Commentary

Various political, geographical, financial and technical reasons have prevented the availability of water fluoridation to a large proportion of the world's population. The alternative approach of fluoridated salt was initiated in Switzerland in 1955. Successful community trials, World Health Organisation1 and FDI World Dental Federation recommendations; reconfirmation by the European Union of sodium and potassium fluoride as approved food additives; and adaption to local political, technological, and cultural environments, facilitated access to this approach for caries prevention. Salt fluoridation is identified by 12 countries in the Americas and 8 countries in Europe (estimate 250 million population), and several others have the product available.2

The aim of this meta-analysis was to assess the caries preventive effect of salt fluoridation in the permanent dentition in children. Although the inclusion and exclusion criteria were explicit, the reporting of this systematic review did not follow the recommendations from the PRISMA (Preferred Reporting Items for Systematic reviews and Meta-Analyses) Statement.3

The search strategy used to identify relevant studies cannot be considered as comprehensive because no controlled vocabulary was used in searching the electronic databases. During the literature search, two reviewers independently assessed the eligibility of abstracts. It is not clear whether study selection or data extraction was carried out independently or in duplicate.

Included studies were clearly laid out in table format and the level of evidence was rated using the hierarchy of evidence published in the fluoridation systematic review carried out by the Australian National Health and Medical Research Council (NHMRC).4 The inclusion criteria of these two systematic reviews are however different. This review has broadened the inclusion criteria to include studies which reported on cross-sectional caries status of specific age cohorts for whom historical controls could be obtained from other studies such as national oral health surveys. It should be noted that two comparative studies with concurrent controls5,6 were included in this systematic review; one of which5 had not been mentioned in the NHMRC review.
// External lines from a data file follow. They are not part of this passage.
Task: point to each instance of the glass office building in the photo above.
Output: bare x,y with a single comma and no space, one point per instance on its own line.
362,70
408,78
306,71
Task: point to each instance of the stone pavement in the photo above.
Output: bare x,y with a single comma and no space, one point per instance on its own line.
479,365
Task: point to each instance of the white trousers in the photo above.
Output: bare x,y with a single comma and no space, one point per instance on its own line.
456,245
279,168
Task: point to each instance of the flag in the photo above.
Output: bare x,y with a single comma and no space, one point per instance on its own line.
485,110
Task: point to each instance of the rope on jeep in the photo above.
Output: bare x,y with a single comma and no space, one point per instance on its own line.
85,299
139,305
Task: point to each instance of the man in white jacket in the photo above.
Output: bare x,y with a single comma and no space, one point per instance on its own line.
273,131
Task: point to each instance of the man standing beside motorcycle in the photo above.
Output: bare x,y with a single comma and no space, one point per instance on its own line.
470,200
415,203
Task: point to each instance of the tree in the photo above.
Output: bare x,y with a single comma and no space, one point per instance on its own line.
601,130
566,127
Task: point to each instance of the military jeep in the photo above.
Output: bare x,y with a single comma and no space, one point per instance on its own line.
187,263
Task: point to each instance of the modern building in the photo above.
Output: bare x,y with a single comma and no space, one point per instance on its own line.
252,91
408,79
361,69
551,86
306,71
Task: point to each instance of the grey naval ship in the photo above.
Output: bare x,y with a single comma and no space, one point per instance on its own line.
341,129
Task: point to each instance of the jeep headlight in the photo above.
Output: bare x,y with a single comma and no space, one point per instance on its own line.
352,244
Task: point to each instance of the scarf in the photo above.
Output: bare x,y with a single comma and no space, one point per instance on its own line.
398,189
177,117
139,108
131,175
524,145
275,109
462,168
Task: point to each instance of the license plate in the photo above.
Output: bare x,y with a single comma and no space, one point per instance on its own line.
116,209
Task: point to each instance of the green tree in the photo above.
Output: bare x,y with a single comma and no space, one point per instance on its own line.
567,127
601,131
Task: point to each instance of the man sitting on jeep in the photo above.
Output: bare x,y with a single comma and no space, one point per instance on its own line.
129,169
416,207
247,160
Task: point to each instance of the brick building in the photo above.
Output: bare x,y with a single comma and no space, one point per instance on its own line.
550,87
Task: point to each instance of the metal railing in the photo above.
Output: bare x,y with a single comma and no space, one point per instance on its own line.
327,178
The reason may be due to the fact that the study by Tóth5 was published in 1976, a year which was outside the search period (from 1996 onwards) of the NHMRC review.4 The other included study (with concurrent controls)6 was excluded from the NHMRC review4 because the cross-sectional data were not measured at multiple time-points.

Attempts were made to pool together data from included studies for different age cohorts by meta-analyses. The authors stated that there was significant statistical heterogeneity, which was related to the inconsistency in the size of the treatment effects and difference in sample sizes among the studies. It should also be noted that most included studies failed to provide information about demographic and other differences between the baseline and endpoint populations, and failed to adjust results for any differences and other potential contributing factors.

The authors of this review also conducted a systematic review of salt fluoridation in the primary dentition.7 Only two studies met the inclusion criteria. It was concluded that there were significant caries preventive effects as measured by improvements in dmft or dft scores. These findings cannot, however, be considered as conclusive due to the limited number of included studies in the review. It should be noted that in this young age group, there is reason to believe that fluoridated salt does not give a caries preventive effect due to the low salt diet.

One concern expressed is that promotion of dental benefits of fluoridated salt would be unacceptable and contradictory to public health messages that encourage the reduction of consumption of salt and thus decrease the risk of hypertension. Populations of countries where fluoridated salt is available are not encouraged to consume more salt to improve their dental health; rather, the “automatic” or passive effect of fluoridated salt is accepted. In other words, people do not need to change their usual behaviour to benefit. Indeed, reduced consumption of salt could and should be encouraged and, where this is successful, the concentration of fluoride in salt could simply be increased appropriately.8

Salt fluoridation has the potential to reach entire populations but a substantial part of the population may be using non-fluoridated salt depending on local legislation concerning the availability and usage of fluoridated and non-fluoridated salt. In order to obtain substantial public health benefits, it has been hypothesised that at least 75-85% of the population need to use fluoridated salt.9 To assist individuals or groups of stakeholders in the selection or prioritisation of various fluoride interventions at the community, regional or national level, Yee and Holmgren have developed a Fluoride Intervention Template, a decision making matrix or tool, which is available on www.dentaid.org/resources/fluorideintervantiontemplate.

Practice points

  • There are insufficient studies with good quality evidence examining the effects of salt fluoridation in preventing dental caries. The included studies, however, suggested that fluoridated salt was beneficial to children, especially their permanent dentition.